- Born: Larry Ray LaRose February 13, 1953 Lander, Wyoming, United States
- Occupation: NASA Flight Engineer
- Parent(s): Shirley LaRose Floyd LaRose

= Larry LaRose =

American NASA flight engineer (born 1953)

Larry LaRose (born February 13, 1953) is an American NASA flight engineer.

Born in Worland, Wyoming, Larry LaRose enlisted in the United States Air Force during the Vietnam War, first as a mechanic and then attending flight school to become a flight engineer. In 1979 NASA recruited him to work for the space program as it transitioned from the Apollo program to the space shuttle, starting with the "zero g" program using airplanes to simulate zero gravity for astronaut training and science experiments. In 1989, LaRose was selected to transfer to Biggs Army Airfield in El Paso, Texas, to assume the responsibility of the El Paso FOL [Forward Operating Location] manager. He began helping train pilots in the Shuttle Training Aircraft program to return from space in space shuttle orbiters that were depleted of power and had to glide in under human control. He also worked for the Shuttle Carrier Aircraft Program, which transported shuttles on the back of modified Boeing 747 aircraft.

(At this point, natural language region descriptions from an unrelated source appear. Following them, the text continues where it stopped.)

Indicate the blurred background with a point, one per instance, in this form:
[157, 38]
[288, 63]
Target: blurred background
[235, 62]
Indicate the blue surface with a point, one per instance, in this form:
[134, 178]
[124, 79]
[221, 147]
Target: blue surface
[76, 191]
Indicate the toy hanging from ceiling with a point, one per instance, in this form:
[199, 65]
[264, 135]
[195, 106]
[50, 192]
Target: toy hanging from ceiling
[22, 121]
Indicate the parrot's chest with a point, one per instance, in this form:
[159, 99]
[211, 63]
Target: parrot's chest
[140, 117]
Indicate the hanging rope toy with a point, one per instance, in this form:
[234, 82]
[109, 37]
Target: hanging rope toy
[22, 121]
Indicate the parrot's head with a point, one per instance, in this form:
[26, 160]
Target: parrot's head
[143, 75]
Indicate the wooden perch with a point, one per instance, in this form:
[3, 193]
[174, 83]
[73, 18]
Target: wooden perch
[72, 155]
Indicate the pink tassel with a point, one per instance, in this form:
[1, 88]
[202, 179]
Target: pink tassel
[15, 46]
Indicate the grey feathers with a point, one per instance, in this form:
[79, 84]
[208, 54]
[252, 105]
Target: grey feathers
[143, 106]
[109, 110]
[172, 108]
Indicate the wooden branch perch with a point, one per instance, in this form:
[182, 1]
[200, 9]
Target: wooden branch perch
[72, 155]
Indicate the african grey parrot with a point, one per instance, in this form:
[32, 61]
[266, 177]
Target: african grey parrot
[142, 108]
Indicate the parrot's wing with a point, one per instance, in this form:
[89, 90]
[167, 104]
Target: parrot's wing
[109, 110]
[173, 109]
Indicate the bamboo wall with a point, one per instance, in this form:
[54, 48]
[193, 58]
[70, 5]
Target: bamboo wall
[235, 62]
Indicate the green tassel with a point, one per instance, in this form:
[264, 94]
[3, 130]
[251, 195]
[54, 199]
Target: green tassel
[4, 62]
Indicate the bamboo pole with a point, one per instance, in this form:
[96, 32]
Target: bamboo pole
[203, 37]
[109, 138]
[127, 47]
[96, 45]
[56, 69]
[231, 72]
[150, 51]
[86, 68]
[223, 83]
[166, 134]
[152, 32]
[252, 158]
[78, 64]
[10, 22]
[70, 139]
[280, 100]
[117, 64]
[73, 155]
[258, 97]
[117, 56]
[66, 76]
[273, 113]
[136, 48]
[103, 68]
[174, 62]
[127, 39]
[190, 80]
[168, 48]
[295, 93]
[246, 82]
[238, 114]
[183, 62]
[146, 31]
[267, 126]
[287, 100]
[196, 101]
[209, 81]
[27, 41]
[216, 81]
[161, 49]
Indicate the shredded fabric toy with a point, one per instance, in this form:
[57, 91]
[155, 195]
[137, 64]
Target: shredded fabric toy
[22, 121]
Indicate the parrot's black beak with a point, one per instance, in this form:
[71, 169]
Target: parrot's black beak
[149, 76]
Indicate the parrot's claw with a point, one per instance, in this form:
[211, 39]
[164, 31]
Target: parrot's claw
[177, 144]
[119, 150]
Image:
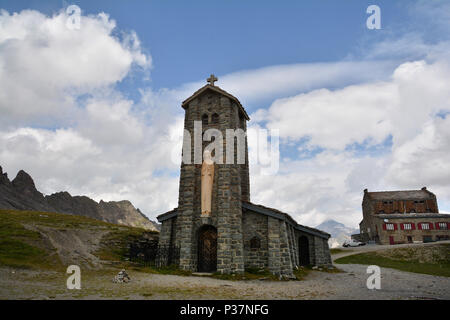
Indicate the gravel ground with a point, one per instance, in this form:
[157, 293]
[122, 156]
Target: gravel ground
[350, 284]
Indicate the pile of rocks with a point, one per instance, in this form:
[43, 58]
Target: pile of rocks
[122, 277]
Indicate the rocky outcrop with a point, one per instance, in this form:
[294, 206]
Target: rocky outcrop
[21, 194]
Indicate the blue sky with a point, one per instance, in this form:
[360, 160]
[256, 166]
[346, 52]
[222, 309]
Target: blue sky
[191, 39]
[99, 109]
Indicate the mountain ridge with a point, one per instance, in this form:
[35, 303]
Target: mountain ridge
[21, 194]
[338, 231]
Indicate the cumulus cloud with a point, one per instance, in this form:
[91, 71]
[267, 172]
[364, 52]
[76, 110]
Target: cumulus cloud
[410, 108]
[47, 66]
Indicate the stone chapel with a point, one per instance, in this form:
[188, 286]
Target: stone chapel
[215, 226]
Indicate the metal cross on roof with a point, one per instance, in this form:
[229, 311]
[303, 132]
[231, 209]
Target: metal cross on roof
[211, 79]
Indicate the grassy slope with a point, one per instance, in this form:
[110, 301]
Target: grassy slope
[434, 260]
[23, 248]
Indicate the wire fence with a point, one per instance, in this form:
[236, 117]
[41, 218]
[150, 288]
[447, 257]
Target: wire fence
[154, 255]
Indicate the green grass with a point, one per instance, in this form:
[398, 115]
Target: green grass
[24, 248]
[440, 265]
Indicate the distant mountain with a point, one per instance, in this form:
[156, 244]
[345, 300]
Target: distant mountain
[21, 194]
[338, 231]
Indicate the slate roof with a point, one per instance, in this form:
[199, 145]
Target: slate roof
[401, 195]
[283, 216]
[262, 210]
[411, 215]
[215, 88]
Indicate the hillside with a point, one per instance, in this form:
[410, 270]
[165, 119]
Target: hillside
[44, 240]
[21, 194]
[431, 259]
[338, 231]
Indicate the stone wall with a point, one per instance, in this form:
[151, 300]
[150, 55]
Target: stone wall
[255, 227]
[230, 181]
[416, 234]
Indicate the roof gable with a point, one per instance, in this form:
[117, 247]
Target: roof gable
[207, 87]
[401, 195]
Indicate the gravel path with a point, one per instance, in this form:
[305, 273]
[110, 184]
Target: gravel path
[375, 247]
[350, 284]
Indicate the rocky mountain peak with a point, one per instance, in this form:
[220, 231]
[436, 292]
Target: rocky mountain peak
[23, 181]
[3, 177]
[22, 194]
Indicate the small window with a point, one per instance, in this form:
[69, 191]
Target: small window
[442, 225]
[255, 243]
[425, 226]
[205, 119]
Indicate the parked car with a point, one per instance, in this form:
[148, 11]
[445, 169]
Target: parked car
[353, 243]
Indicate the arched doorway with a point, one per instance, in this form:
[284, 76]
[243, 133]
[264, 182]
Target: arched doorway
[303, 246]
[207, 249]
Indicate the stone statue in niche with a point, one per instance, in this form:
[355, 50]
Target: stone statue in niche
[207, 183]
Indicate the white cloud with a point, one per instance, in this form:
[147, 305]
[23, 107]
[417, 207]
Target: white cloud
[46, 65]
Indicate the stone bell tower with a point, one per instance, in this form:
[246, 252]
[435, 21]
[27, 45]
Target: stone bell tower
[212, 240]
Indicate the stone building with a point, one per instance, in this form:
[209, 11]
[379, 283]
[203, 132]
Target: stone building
[393, 217]
[220, 229]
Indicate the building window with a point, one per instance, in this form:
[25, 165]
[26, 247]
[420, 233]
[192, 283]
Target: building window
[442, 225]
[425, 226]
[205, 119]
[255, 243]
[215, 118]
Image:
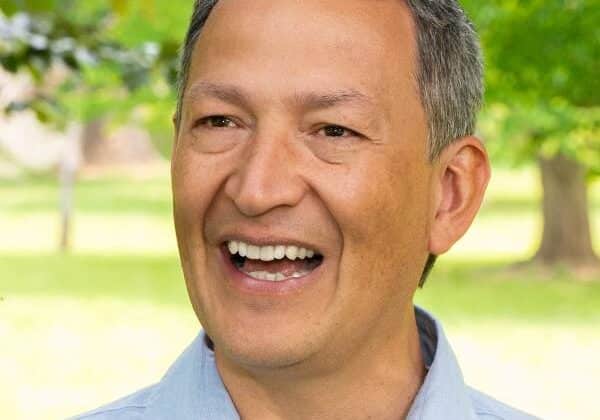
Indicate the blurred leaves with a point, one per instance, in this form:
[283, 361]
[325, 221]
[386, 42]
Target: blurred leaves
[86, 61]
[543, 89]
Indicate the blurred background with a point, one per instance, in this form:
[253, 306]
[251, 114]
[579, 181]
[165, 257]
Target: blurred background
[92, 300]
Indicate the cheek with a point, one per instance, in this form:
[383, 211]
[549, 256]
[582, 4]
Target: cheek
[381, 209]
[196, 180]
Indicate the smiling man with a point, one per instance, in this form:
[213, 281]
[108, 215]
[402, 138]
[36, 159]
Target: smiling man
[324, 154]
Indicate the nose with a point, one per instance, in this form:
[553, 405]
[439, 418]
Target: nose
[266, 177]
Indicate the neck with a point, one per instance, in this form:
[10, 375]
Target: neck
[380, 381]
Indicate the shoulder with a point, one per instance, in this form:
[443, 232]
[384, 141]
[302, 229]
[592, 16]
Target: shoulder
[488, 408]
[131, 407]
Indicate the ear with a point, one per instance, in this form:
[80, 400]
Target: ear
[462, 176]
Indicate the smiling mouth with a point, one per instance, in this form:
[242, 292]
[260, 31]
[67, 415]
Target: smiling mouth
[273, 263]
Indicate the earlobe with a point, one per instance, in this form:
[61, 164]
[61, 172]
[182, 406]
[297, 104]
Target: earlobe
[462, 180]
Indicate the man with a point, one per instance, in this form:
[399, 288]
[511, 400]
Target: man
[324, 154]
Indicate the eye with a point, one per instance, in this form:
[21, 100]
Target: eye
[216, 121]
[337, 131]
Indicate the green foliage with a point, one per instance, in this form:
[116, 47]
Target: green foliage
[106, 68]
[543, 90]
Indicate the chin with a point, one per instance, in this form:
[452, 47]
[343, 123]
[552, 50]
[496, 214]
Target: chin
[262, 349]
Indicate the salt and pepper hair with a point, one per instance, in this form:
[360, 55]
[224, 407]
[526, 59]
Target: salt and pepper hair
[449, 70]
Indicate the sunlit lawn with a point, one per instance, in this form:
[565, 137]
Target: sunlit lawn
[81, 329]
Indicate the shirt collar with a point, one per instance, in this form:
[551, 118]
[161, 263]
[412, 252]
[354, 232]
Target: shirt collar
[192, 388]
[443, 393]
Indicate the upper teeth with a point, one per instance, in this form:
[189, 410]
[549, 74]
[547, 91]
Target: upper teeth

LaRose retired from NASA in 2008 after 30 years of service and more than 120 shuttle missions. Following his retirement, he took a job with a private contractor that transported shuttles. LaRose has been the flight engineer for three space shuttle's final voyages; flying the Discovery shuttle to Washington, D.C. (Smithsonian National Air and Space Museum Udvar-Hazy Center in Chantilly, Virginia) on April 17, 2012, the Enterprise to New York (Intrepid Sea, Air & Space Museum in Manhattan) on April 27, 2012, and the Endeavor to Edwards AFB and then Los Angeles (California Science Center) from September 19–21, 2012. This does not include the space shuttle Atlantis which touched down from its final mission on July 21, 2011 at Kennedy Space Center in Florida, where it remained.

LaRose has also worked in other programs with NASA, including the Fall 2011 Operation IceBridge campaign over Antarctica.